The Lying Life of Adults by Elena Ferrante (Europa Editions 2020)
Reviewed by Angela Gualtieri
Elena Ferrante’s works examine a person’s interior with a focus on the feminine experience. Her prose captivates readers as she contrasts vivid imagery with womanly milestones and life’s difficulties. Ferrante also brings a true sense of Italian-ness to her work that cannot be overlooked nor removed. Being Italian-American, all these qualities drew me to her newest release, The Lying Life of Adults.
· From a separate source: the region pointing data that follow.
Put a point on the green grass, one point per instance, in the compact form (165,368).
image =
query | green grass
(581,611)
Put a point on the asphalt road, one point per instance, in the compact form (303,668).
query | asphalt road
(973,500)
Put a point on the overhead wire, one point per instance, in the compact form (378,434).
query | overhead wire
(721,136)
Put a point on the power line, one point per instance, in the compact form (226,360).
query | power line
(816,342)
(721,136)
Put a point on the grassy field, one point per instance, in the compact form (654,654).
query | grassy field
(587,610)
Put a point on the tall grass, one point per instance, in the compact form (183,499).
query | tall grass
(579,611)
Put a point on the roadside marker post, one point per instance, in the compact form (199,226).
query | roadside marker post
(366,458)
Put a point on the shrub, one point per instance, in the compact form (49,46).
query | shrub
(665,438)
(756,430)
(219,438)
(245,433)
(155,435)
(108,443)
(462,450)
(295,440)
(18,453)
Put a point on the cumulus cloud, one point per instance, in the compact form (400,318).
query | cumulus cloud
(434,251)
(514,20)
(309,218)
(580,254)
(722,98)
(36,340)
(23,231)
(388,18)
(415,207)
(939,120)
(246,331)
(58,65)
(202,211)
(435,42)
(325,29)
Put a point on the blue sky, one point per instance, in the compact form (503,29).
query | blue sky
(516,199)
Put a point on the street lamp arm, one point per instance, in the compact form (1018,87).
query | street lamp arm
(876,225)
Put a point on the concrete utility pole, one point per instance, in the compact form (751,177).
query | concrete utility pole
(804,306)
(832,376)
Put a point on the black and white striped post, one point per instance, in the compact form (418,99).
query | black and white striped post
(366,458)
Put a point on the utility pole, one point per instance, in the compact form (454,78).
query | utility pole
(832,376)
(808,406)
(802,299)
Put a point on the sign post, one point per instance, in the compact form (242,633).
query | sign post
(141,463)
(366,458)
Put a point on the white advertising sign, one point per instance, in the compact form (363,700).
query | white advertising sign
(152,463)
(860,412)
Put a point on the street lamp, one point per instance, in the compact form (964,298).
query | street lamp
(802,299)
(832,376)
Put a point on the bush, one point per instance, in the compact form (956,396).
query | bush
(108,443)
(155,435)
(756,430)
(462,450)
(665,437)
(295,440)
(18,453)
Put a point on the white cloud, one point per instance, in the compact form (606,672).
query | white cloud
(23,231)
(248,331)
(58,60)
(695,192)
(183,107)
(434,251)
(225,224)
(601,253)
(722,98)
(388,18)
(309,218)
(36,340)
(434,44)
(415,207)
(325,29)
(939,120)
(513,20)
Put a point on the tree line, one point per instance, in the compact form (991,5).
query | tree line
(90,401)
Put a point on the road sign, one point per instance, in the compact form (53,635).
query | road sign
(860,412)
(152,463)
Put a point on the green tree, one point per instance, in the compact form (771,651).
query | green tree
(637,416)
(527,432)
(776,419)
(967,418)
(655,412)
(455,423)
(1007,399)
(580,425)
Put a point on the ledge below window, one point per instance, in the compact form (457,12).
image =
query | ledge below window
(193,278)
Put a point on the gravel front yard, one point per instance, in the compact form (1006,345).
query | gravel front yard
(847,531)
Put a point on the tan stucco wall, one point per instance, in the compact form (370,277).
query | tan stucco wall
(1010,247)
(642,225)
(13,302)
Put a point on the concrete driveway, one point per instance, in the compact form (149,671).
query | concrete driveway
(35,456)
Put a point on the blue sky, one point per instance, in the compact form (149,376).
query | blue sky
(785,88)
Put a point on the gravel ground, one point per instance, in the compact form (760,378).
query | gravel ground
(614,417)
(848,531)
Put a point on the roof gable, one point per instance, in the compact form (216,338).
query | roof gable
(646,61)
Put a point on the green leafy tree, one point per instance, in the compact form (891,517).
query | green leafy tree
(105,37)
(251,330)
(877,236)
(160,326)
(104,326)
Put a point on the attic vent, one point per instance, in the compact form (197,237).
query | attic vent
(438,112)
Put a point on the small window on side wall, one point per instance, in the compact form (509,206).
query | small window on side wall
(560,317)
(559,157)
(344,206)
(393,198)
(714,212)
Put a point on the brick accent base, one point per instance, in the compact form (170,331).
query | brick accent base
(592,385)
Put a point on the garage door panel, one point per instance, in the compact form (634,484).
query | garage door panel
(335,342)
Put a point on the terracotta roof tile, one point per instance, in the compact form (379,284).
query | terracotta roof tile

Twelve-year-old Giovanna’s world changes when she overhears her father comment on her face, comparing her to his estranged sister, Vittoria. Giovanna takes his opinion to heart, becoming fearful but also curious about her similarities to her aunt. Giovanna’s commitment to forging a relationship with her aunt begins to alter her internal and external identities. Her adolescent thoughts are challenged by the truths she begins to unearth about her family — and more importantly, about herself.
Ferrante’s choice to use the first-person point of view provides the reader a continuous stream of Giovanna’s consciousness as we see her world from her perspective. From the onset of the story, Ferrante lays the foundation for Giovanna’s autonomy. Beginning with the overhead statement of her “ugliness” and comparison to Vittoria, Giovanna immediately reconciles what she must do: “I was in despair all night. In the morning I was convinced that, if I wanted to save myself, I had to go and see what Aunt Vittoria’s face was really like” (16). The decision to investigate her inner familial workings begins Giovanna’s ascent into adulthood and separation from the total influence her family — especially her father – had on her identity. The growth of her budding relationship with her aunt mirrors the development of Giovanna’s critical analysis, first of her family, and later of the societal expectations placed on her. As the cracks in her familial stronghold become gaps and the power dynamics in her relationships, especially romantic ones, shift, Giovanna discovers a universal heartbreaking truth: “I could no longer be innocent, behind my thoughts there were other thoughts, childhood was over” (118).
Along with Giovanna’s autonomy, Ferrante devotes a significant amount of the narrative to classism, entwining these two concepts together to emphasize the coming-of-age theme. As most children are apt to do, Giovanna idolizes her parents, especially her father. This fantastical view shatters as she begins to see her family for who and what they are. Ferrante uses Aunt Vittoria and Giovanna’s parents to explore how their contempt is rooted in classism. Vittoria shows a disdain for intellectual superiority: “Your father–she was angry–has deprived you of a big family, of all of us, grandparents, aunts and uncles, cousins, because we’re not intelligent and educated liked him; he cut us off with a hatchet, he forced you to grow up in isolation, for fear we’d ruin you” (62). Vittoria blames Giovanna’s father for everything, including her own actions. In contrast, Giovanna’s parents use class and social standing as a qualifier for positive conflict resolution: “That’s ridiculous. It’s because Mariano teaches at the university, makes him feel good, gives him a certain status, while Vittoria makes him feel like what he is” (183). Although each adult’s mistakes are similar, the varying degrees of acceptance and forgiveness are directly determined by class. Giovanna’s internal values contrast these beliefs about social standing. Instead, her values are founded on moral grounds, allowing her to establish an identity separate from her parents.
The Lying Life of Adults infuses the journey from adolescence to adulthood with equal parts emotional impact, discovery of one’s self, and significant life lessons. Ferrante’s relatability to her audience transcends the page, causing her readers to reflect on the milestones of their own lives with a new gaze. Through Giovanna, we encounter life’s saddest fact: someday, we have to grow up.